Meine ersten Erlebnisse waren Sushi, ein Omelett mit Katsobushi-Flocken oder Wagyu Beef. Ich hatte als einfacher Commis de Cuisine damals nicht viele finanzielle Möglichkeiten, aber das waren schon starke Eindrücke der japanischen Küche.
Warum sind viele europäische Köche von der japanischen Aromenwelt so beeindruckt?
Die japanische Küche ist sehr leicht, gerade im Sommer ist das angenehm. Man braucht weniger Butter und Rahm, trotzdem schmeckt es ausgezeichnet. Faszinierend sind auch die Produkte, die es in Spitzenqualität ohne Abstriche gibt. Manches wird nach Jahrzehnten oder Jahrhunderte alten Rezepten handwerklich hergestellt: Saucen, Essige oder Öle zum Beispiel. Und vieles ist für den Gast in der Schweiz oder in Europa neu, man kann immer wieder etwas Neues entdecken und den Gast damit überraschen.

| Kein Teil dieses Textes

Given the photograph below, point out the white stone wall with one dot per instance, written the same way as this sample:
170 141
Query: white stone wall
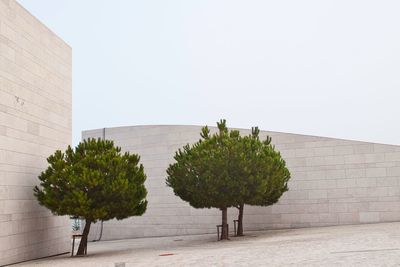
333 182
35 120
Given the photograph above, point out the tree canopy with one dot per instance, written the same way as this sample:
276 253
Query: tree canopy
94 181
226 169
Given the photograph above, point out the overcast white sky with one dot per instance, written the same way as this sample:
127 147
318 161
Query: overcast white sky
329 68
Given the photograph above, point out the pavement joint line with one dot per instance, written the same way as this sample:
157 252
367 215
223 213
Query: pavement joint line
366 250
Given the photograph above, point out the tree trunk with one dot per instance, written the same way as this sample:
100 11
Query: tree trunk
83 243
224 230
240 220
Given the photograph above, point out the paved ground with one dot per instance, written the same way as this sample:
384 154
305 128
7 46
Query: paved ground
355 245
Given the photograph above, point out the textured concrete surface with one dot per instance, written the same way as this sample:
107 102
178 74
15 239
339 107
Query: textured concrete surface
333 182
35 120
350 245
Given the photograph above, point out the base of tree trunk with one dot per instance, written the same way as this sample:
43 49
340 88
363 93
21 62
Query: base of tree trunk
240 221
83 244
225 229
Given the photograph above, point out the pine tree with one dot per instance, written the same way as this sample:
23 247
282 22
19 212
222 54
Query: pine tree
202 173
94 181
263 173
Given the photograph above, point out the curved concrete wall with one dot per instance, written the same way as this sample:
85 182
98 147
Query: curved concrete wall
35 120
333 182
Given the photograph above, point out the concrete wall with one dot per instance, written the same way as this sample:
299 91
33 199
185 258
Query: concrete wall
35 120
333 182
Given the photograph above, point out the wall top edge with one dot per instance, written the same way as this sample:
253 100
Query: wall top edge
42 24
86 132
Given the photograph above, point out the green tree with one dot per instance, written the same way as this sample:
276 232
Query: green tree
94 181
263 173
203 173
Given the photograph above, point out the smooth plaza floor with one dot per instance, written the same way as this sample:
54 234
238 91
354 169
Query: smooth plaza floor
351 245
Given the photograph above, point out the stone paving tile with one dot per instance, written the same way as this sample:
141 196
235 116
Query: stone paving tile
352 245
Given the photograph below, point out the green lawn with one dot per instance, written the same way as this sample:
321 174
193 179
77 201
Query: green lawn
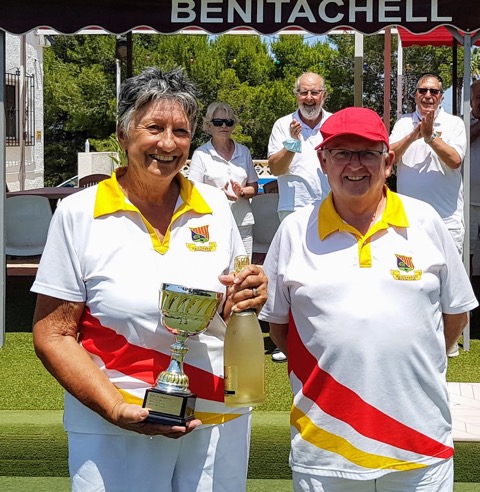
33 446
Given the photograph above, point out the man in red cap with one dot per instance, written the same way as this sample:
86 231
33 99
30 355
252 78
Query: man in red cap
366 294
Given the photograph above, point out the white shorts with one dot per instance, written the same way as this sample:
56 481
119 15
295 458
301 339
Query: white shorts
246 233
211 458
436 478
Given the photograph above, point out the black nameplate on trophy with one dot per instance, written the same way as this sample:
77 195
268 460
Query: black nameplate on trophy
169 408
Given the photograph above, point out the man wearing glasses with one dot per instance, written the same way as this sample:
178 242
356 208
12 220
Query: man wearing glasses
292 156
367 292
429 147
291 148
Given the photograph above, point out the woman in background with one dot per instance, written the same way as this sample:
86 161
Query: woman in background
228 165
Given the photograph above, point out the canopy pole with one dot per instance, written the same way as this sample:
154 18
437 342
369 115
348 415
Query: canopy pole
399 77
3 166
387 81
358 71
467 44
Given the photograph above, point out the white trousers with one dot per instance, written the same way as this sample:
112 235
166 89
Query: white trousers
209 459
436 478
246 233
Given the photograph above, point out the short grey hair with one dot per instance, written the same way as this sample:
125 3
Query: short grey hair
154 84
427 76
297 82
212 109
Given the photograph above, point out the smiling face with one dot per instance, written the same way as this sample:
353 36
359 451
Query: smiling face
158 141
223 131
355 180
475 99
428 101
311 95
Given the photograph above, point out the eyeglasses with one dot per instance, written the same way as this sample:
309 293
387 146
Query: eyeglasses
313 93
221 121
424 90
366 157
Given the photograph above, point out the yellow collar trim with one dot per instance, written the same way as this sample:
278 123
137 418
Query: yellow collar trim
329 221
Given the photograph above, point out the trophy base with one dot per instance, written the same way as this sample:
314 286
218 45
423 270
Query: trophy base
169 408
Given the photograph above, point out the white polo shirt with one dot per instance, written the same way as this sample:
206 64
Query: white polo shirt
422 174
474 169
366 348
208 166
305 181
102 252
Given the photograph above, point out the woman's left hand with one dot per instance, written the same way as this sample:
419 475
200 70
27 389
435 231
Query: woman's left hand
246 290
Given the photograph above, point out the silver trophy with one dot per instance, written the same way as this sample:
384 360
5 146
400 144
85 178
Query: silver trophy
185 312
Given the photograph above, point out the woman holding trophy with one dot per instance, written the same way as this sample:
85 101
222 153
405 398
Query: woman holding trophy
113 251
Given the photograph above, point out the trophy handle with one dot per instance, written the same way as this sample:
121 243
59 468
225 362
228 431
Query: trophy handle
173 379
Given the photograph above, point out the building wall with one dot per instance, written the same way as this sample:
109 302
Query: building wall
33 155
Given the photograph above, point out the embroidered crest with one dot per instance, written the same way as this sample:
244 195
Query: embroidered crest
405 266
404 263
201 239
200 234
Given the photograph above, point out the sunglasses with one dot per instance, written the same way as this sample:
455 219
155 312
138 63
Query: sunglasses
221 121
433 92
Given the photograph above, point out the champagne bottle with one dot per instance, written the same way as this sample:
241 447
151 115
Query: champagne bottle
244 356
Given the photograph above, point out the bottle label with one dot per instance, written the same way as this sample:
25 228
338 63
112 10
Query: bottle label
230 379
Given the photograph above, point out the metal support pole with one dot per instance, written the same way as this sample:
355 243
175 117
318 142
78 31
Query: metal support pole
467 44
3 162
358 71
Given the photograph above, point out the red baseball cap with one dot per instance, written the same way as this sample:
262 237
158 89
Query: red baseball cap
362 122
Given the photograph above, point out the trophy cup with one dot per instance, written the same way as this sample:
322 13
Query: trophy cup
185 312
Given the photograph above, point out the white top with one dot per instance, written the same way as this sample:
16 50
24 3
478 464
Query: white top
101 251
208 166
474 168
366 348
422 174
305 181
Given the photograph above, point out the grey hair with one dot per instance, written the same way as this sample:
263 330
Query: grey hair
212 109
154 84
474 87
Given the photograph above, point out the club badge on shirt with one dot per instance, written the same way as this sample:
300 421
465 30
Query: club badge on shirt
405 267
201 239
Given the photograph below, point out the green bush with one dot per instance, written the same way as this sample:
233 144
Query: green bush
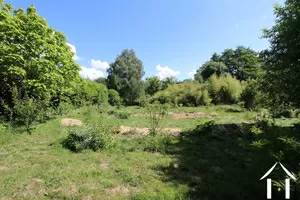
224 89
114 98
119 115
249 94
87 92
88 137
155 113
187 94
149 143
63 108
144 101
27 111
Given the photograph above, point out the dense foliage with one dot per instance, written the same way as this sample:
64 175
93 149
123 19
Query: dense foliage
34 57
282 69
124 76
184 94
242 63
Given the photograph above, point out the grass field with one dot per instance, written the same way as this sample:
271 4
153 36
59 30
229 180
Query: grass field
221 160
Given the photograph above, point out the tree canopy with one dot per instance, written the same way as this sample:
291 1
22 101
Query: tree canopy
282 68
124 76
242 63
208 69
33 56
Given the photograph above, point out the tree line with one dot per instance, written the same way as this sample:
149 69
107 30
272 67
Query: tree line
37 70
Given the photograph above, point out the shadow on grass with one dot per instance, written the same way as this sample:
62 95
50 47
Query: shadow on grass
227 161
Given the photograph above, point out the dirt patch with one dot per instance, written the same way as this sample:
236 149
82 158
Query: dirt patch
118 190
213 114
71 122
196 115
104 165
37 180
4 168
145 131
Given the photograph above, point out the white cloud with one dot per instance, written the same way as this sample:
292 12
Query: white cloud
192 73
98 64
90 73
73 49
164 72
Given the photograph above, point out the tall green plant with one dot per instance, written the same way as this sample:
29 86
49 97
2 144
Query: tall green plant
156 113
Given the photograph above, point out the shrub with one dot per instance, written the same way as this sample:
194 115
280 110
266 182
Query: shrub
206 127
155 114
143 101
63 108
249 94
27 111
149 143
88 93
187 94
114 98
225 89
119 115
94 138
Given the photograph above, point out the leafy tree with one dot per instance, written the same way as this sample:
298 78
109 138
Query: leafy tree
153 85
88 92
35 58
114 98
187 94
250 94
124 76
243 63
169 81
208 69
101 80
224 89
281 72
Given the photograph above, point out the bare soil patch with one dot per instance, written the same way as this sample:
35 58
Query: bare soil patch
71 122
195 115
104 165
118 190
146 131
4 168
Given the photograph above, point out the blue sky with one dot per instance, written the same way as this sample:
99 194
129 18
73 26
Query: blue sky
180 34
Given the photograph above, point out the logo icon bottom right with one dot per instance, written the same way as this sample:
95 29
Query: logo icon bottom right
287 181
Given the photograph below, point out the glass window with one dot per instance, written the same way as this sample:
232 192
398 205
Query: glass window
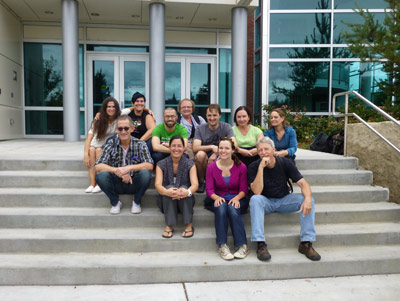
225 77
257 95
190 50
343 4
302 86
361 77
134 80
172 83
298 4
48 122
257 34
112 48
352 18
43 75
300 28
305 52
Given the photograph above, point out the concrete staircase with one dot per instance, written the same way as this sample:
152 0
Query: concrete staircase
52 233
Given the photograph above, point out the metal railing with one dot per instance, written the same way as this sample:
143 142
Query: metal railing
347 115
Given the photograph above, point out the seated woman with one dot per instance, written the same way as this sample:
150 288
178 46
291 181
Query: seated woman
176 181
142 119
283 135
189 120
102 128
226 187
246 136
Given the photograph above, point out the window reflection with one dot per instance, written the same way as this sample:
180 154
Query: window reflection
172 83
302 85
361 77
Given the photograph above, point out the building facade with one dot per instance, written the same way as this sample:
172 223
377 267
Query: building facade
230 52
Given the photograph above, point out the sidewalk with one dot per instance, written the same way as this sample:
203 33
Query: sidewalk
365 288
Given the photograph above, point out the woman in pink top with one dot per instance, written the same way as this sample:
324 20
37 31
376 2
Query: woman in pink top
226 187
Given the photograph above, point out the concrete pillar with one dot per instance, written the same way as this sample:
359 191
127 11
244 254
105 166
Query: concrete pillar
157 60
70 46
239 57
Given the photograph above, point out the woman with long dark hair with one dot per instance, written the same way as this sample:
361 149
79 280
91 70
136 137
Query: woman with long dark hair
102 128
283 135
226 187
176 182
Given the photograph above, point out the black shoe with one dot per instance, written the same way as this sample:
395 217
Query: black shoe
262 252
307 249
202 187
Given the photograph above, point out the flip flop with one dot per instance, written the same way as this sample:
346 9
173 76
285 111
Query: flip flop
188 231
168 234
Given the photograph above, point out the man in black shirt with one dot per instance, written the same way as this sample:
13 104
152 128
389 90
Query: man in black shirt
269 182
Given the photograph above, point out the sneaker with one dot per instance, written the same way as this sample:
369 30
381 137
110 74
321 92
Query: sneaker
262 252
242 252
136 209
97 189
202 187
225 253
116 209
89 189
307 249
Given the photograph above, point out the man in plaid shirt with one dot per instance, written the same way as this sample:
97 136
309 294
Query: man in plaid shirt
124 167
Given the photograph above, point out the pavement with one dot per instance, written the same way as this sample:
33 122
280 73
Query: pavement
365 288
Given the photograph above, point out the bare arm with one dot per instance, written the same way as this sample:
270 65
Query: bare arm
258 184
150 125
198 147
158 147
306 206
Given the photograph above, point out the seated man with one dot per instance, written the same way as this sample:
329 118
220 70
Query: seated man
206 139
163 132
269 182
124 166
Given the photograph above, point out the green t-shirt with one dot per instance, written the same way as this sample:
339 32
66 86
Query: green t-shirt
161 132
250 140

Trotzdem ist die japanische Küche ja nicht immer einfach zu verstehen.
Die Japaner, so sehe ich das jedenfalls, leben auf einer Insel ohne starken Einfluss anderer Kulturen. Das ist aus kulinarischer Sicht interessant, weil es seine Traditionen besser bewahrt und langsamer verfälscht. Man kann in Japan immer wieder einen überraschenden Geschmäck finden – zum Beispiel Nattō aus Sojabohnen oder das süsse Mitarashi Dango –, auch wenn das manchmal für unseren schweizerischen Geschmack sehr ungewohnt schmeckt.
Warum?
Weil die Konsistenzen und Geschmäcker für uns einfach sehr fremd anmuten. Man erlebt auf der anderen Seite auch immer wieder unglaubliche Überraschungen: Mir wurden schon Erdbeeren serviert, gross wie Pflaumen, intensiver und besser im Geschmack als jede Walderdbeere, die ich in der Schweiz je gegessen habe.
Täuscht der Eindruck, oder gibt es einen ziemlichen Umami-Hype in unseren Breitengraten?
Nein, das ist tatsächlich ein grosses Thema. Als ich in der Lehre war, wusste man gar nicht genau, was dieser fünfte Geschmack eigentlich ist. Mein Prinzip ist heute: Es muss einfach «cheibe fein» sein. Wenn die Balance nicht stimmt oder zu viel von den japanischen Umami-Wunderwürzmitteln verwendet werden, wird es für den Gast langweilig und eintönig.
Was halten Sie eigentlich von diesen Wunderwürzmitteln, die Einzug in unsere Küchen halten: Bonito-Essig, Dashi-Konzentrat, Yuzu-Kosho und vieles mehr?
Wir arbeiten seit über 15 Jahren mit diesen japanischen Produkten. Ich war damals bei Ducasse in Paris essen und habe von ihm die Adresse von Nikishidori als Quelle für japanische Highend-Produkte erhalten. Lange waren wir der einzige Schweizer Kunde. Heute beziehen viele Gourmet-Restaurants über den hiesigen Franchise-Partner Sens of Delight diese Produkte. Wir benutzen in der «Steinhalle» beispielsweise ein fermentiertes Kombu-Extrakt. Wir arbeiten auch oft mit Kombu-Algen, die ich jetzt selbst aus Hokkaido mitgebracht habe. Beim Umgang mit Umami scheint mir wichtig, dass man darauf achtet, nicht jeden Gang gleich dosiert abzuschmecken.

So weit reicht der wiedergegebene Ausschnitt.